Несмотря на то, что на них возложили вину за потерю территории, многие немецкие евреи сохраняли крепкую связь с востоком. Это было особенно заметно в случае с недавно образованным Союзом евреев немецкой национальности (Verband nationaldeutscher Juden) Макса Науманна, твердо придерживавшимся правых взглядов. Движение в целом вело активные кампании против версальских соглашений, а многие отдельные участники были замечены в националистических ассоциациях «Heimat»81. Но для других правых немцев расторжение мирных договоров и закрепление Германии на востоке должно было стать проектом, исключающим немецких евреев. Так, новорожденное национал-социалистическое движение, на самых первых этапах принявшее идею завоевания «жизненного пространства» («Lebensraum») в Восточной Европе, понимало это исключительно в расовом смысле. Во время Первой мировой войны члены еврейских общин Германии сделали столько же, сколько и другие части немецкого общества, для поддержки заинтересованности в востоке как пространстве для колонизации. Но после революции и принуждения к сокрушительному мирному договору немецкие евреи стали рассматриваться как оппоненты, а не сторонники территориальной экспансии.
Создание изгоев
Йозеф Ланге много лет работал кантором в синагоге и учителем в западнопрусском городке Кульмзее, которому по условиям Версальского договора предстояло стать новоиспеченным польским городом Хелмжа. Несмотря на глубокую привязанность к общине, мысль о превращении в гражданина Польши не вдохновила его. Понимая, что «больше в Кульмзее оставаться нельзя», Ланге и его обширная семья решили перебраться на запад, в Берлин. Но переезд становился все сложнее. Ланге перенес личную утрату – смерть жены, одиночество, а затем выселение, когда домовладелец донес на него в жилищное управление. Кроме того, как признавал Ланге, у него были трудности с самоидентификацией и принадлежностью82. Как и другие немцы, Ланге внезапно оказался оторван от корней в собственной стране, без старых друзей и даже без собственного регионального наследия, на которое можно было бы опереться83.

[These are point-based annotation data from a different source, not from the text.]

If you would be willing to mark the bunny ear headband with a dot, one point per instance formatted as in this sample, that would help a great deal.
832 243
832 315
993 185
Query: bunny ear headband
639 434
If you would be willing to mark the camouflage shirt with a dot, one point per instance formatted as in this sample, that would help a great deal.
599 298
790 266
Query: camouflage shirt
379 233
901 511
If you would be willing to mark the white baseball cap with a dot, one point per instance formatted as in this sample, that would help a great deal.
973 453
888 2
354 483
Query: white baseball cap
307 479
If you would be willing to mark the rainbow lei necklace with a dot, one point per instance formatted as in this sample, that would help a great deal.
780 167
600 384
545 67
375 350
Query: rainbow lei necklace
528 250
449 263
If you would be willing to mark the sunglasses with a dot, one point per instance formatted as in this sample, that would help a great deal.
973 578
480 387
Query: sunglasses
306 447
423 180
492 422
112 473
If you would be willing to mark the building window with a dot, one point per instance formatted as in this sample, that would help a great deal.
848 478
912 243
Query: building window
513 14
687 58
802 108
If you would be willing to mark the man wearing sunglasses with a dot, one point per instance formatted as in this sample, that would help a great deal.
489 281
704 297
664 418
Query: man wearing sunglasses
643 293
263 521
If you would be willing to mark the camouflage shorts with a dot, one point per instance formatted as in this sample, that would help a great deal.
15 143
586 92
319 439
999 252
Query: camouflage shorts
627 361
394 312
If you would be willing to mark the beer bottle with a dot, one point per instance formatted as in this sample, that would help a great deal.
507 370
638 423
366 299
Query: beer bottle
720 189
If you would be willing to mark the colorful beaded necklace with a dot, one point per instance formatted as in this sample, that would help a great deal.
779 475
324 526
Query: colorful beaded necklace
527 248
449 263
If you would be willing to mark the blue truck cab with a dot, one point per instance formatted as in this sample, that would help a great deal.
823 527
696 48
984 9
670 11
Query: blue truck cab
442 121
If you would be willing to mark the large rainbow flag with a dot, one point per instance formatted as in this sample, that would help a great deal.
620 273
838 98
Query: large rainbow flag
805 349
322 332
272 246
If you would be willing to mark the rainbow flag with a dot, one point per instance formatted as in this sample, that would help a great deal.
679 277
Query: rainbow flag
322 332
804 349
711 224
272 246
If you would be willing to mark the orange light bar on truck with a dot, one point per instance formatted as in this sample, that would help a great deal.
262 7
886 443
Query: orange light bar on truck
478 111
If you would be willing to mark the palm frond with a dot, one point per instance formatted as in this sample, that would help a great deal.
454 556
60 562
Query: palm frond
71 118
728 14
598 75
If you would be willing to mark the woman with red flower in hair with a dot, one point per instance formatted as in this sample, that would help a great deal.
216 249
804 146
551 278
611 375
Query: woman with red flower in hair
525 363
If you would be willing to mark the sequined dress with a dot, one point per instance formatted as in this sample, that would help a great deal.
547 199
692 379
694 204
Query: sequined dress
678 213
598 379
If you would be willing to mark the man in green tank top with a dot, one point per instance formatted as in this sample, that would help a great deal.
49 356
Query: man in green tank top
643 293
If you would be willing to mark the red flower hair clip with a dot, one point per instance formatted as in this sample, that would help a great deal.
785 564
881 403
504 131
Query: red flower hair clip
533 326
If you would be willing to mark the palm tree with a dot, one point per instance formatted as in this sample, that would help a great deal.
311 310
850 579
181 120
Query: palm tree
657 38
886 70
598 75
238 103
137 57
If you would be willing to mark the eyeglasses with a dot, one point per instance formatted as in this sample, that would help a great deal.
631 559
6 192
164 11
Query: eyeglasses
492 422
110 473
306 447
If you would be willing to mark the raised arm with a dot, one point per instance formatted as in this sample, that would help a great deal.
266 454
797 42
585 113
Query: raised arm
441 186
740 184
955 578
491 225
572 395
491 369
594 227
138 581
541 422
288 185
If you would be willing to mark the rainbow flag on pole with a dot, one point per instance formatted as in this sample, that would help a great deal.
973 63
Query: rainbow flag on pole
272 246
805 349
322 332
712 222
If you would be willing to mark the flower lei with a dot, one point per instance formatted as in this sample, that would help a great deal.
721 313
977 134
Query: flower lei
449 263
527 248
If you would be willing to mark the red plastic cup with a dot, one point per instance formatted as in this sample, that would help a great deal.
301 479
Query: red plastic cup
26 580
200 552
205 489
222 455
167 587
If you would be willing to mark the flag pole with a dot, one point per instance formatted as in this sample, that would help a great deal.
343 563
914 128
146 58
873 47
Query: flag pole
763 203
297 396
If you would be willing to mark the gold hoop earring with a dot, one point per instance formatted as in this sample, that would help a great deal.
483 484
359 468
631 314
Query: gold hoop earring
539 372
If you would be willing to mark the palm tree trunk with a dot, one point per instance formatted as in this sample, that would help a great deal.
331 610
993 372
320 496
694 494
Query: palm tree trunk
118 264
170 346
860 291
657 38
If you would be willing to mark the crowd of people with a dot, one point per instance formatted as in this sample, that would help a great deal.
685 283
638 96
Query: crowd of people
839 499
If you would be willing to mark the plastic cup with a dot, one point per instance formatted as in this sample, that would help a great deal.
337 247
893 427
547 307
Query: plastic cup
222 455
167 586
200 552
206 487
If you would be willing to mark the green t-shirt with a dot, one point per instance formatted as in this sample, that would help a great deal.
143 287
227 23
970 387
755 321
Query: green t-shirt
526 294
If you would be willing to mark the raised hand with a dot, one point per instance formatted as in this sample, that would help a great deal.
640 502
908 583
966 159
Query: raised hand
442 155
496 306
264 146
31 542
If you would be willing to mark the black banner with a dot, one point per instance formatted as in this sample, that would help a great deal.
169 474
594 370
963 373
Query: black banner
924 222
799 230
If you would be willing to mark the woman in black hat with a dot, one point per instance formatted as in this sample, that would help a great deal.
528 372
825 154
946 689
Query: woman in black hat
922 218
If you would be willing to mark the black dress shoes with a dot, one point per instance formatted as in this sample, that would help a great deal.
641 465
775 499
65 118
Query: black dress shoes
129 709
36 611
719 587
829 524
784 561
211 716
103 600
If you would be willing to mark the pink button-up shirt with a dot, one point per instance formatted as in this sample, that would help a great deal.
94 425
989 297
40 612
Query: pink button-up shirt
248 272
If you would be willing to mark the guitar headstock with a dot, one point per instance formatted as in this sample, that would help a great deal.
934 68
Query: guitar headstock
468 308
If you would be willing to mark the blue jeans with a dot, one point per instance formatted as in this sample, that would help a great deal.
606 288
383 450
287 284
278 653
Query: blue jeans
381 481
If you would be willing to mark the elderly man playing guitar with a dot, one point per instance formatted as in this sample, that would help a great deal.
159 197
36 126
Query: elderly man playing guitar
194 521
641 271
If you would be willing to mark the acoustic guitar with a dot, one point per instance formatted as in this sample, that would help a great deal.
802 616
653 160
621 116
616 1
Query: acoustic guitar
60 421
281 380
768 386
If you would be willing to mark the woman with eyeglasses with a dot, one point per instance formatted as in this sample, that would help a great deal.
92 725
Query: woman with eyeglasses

Ланге прибыл в Берлин как немецкий беженец – один из примерно 850 000 бывших граждан Германии, которые предпочли начать с нуля в Веймарской республике, а не продолжать жить в новой польской нации84. Если для Ланге и других немцев адаптация к новому дому была достаточно сложной, другим группам, въезжавшим в послевоенную Германию, было еще труднее. Одной из самых обширных была новая волна восточноевропейских евреев, а также, на более короткий срок, – тысячи солдат, вступивших в Германию в составе оккупационной армии союзников. Обе группы стали мишенью выраженной враждебности общества. Отчасти здесь сказывалось продолжение неприязни военного времени к предполагаемым изгоям, будь то «враждебные чужаки», военнопленные или иностранные рабочие. Как бы то ни было, дестабилизирующее влияние поражения и революции лишь еще больше ужесточило восприятие иностранцев и маргиналов.